After seven long weeks away off the mats with broken ribs, I was back. My enforced exile had given me plenty of time to obsess over a perceived atrophying of my ability. The art of jiu-jitsu had not come easily to me, nearly eight years of hard strife to achieve mediocrity, so the thought of any depletion in my skill level was enough to consume all my waking thoughts.
The excitement of being back at homebase after five months away in South America, and being driven fully by my ego, not wanting to actually appear worse than when I Ieft, I immediately attempted to go to war. My ribs though, were not yet up for the challenge, I discovered that I couldn’t play guard, well, I couldn’t if I wanted to sweep anyway! I couldn’t sit in anyone’s closed guard, and for some reason I kept finding myself in positions where I was being bear-hugged.
My heart sank when I realised that I would have to be that guy, everybody knows the one, after asking you to roll they mention they are hurt, and they can’t do this, and can’t do that. In the past, when I found myself in this situation, I’d felt aggrieved, secretly thinking, why didn’t you stay at home, so I could get on warring with someone else? Of course, I didn’t realise the unbelievably selfish nature of this attitude until the shoe was firmly on the other foot.
While jiu-jitsu can catapult you into a state of euphoria, that is incomparable, exceeding any chemical high, it also has the power to throw you into a pit of despair and deliver a blow to your ego akin to a hundred hand-slap in the nuts. Any talk of leaving your ego at the door is bullshit, your ego stays tied around your waist.

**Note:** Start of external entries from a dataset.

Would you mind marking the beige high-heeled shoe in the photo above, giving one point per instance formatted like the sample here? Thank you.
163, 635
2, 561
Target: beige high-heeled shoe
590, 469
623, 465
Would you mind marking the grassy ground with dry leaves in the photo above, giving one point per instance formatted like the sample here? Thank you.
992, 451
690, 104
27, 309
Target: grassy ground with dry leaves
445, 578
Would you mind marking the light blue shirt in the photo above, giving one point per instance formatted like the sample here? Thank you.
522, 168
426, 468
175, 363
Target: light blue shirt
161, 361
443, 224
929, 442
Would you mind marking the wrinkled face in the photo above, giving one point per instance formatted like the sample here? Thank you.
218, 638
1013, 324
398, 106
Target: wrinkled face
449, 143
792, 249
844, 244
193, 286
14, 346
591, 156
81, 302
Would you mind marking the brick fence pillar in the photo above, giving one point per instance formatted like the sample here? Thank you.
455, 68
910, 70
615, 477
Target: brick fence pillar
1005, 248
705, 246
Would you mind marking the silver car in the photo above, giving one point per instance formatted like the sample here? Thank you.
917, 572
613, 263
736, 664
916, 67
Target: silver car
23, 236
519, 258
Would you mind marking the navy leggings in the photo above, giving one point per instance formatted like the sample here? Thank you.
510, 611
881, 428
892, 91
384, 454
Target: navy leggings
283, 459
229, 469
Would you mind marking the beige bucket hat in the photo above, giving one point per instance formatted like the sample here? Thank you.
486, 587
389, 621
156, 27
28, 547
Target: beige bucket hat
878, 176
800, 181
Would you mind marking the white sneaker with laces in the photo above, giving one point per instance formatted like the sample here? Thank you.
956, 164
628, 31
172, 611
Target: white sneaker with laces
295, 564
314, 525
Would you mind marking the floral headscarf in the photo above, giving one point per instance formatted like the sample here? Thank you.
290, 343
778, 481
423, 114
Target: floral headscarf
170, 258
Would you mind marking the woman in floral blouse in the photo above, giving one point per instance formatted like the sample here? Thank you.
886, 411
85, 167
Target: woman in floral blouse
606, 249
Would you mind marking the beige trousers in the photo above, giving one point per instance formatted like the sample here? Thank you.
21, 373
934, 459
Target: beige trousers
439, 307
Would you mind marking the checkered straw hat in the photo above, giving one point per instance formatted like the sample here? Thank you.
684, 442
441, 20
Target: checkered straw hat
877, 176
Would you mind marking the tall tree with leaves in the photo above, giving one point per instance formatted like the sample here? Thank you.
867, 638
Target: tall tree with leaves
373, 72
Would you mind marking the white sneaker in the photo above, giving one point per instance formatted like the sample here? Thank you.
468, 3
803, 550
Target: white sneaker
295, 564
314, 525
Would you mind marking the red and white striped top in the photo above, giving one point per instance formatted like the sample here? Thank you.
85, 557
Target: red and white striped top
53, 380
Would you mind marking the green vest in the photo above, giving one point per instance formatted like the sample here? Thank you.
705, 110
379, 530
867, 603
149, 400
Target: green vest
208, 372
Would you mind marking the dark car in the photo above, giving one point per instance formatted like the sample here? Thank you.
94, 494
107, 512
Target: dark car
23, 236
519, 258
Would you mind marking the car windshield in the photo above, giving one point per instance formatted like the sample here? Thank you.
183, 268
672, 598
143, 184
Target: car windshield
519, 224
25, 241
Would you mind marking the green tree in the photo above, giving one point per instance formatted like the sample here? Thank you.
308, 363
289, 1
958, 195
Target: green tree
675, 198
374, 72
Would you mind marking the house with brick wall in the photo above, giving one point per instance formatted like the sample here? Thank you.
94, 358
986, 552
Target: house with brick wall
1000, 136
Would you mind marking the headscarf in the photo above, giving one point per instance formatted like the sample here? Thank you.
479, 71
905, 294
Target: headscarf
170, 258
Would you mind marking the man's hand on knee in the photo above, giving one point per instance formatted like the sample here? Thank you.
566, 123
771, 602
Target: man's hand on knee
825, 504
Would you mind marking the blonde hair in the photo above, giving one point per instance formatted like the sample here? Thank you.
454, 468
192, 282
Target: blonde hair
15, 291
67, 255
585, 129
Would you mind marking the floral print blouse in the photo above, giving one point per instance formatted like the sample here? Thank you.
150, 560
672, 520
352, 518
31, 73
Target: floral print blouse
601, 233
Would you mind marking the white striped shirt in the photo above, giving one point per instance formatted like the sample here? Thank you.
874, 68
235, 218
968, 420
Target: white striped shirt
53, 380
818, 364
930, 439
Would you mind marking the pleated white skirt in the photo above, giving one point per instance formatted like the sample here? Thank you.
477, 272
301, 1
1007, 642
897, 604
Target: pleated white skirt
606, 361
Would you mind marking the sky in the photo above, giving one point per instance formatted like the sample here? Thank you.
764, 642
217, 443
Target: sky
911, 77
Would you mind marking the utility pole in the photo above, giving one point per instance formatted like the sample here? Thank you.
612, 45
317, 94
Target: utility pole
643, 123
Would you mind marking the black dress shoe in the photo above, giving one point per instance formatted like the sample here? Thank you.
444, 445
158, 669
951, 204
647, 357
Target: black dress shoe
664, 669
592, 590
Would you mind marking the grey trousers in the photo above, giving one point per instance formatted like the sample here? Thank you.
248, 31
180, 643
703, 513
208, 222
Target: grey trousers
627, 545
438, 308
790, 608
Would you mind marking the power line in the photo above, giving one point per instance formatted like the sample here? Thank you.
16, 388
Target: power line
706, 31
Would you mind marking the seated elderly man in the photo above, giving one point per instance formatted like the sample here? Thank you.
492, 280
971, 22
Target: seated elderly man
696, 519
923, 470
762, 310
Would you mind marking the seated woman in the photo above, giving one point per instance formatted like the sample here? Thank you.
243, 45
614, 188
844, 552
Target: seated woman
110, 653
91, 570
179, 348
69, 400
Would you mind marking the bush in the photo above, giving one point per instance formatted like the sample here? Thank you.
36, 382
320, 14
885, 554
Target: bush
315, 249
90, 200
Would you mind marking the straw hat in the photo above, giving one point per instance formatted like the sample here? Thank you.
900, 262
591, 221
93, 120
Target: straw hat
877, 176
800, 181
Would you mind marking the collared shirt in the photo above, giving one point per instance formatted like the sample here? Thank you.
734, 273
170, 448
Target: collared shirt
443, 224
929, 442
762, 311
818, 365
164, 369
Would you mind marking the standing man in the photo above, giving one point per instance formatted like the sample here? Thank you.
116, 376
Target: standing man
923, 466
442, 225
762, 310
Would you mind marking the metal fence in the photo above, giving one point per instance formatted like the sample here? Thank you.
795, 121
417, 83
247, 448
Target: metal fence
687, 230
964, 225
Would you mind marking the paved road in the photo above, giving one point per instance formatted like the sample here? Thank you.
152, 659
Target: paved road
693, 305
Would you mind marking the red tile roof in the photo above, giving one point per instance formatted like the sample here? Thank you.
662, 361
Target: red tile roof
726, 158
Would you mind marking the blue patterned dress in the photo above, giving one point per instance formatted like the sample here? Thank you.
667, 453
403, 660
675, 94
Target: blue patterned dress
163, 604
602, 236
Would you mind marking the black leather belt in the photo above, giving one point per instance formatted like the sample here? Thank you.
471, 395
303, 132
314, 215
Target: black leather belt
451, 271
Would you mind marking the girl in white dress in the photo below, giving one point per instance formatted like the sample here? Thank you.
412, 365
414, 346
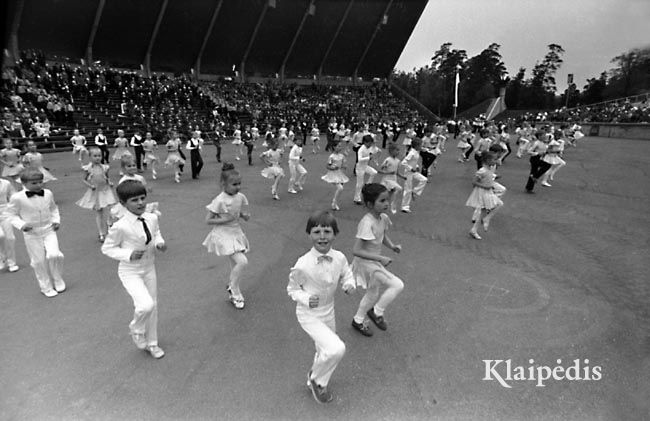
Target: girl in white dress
227, 237
273, 171
239, 144
555, 148
174, 159
389, 178
121, 146
10, 160
33, 159
335, 174
369, 265
465, 139
486, 195
149, 145
79, 145
99, 196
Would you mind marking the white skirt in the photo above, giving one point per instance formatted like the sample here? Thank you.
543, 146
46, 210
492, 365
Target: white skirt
335, 177
226, 241
272, 172
483, 198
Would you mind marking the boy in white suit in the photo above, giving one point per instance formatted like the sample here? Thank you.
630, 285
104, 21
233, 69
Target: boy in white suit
133, 240
34, 212
7, 238
312, 284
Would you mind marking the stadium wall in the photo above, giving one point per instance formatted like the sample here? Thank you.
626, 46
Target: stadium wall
618, 130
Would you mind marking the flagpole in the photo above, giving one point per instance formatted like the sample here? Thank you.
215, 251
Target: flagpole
456, 90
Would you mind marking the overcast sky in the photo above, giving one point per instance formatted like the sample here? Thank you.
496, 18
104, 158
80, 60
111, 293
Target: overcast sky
592, 32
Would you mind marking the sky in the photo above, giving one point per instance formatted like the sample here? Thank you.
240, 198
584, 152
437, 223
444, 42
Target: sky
592, 32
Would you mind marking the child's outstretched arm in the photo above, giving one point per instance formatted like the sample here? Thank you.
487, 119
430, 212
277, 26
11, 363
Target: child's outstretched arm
88, 183
348, 284
359, 250
297, 279
388, 243
218, 218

It is a deplorable state of affairs to leave the mats having a crisis of faith just because a training partner who you perceive as possessing an inferior skillset to your own gets the better of you. Yet, in the last few weeks it is a state that I’ve found myself in.
I definitely haven’t enjoyed this experience, but on reflection, it has been beneficial, it has been a severe ego-checker and I’ve achieved a measure of humility that had obviously been missing for a while. Nevertheless, I’ve made a few mental notes of cats that will certainly be getting it when my ribs are back to a hundred percent.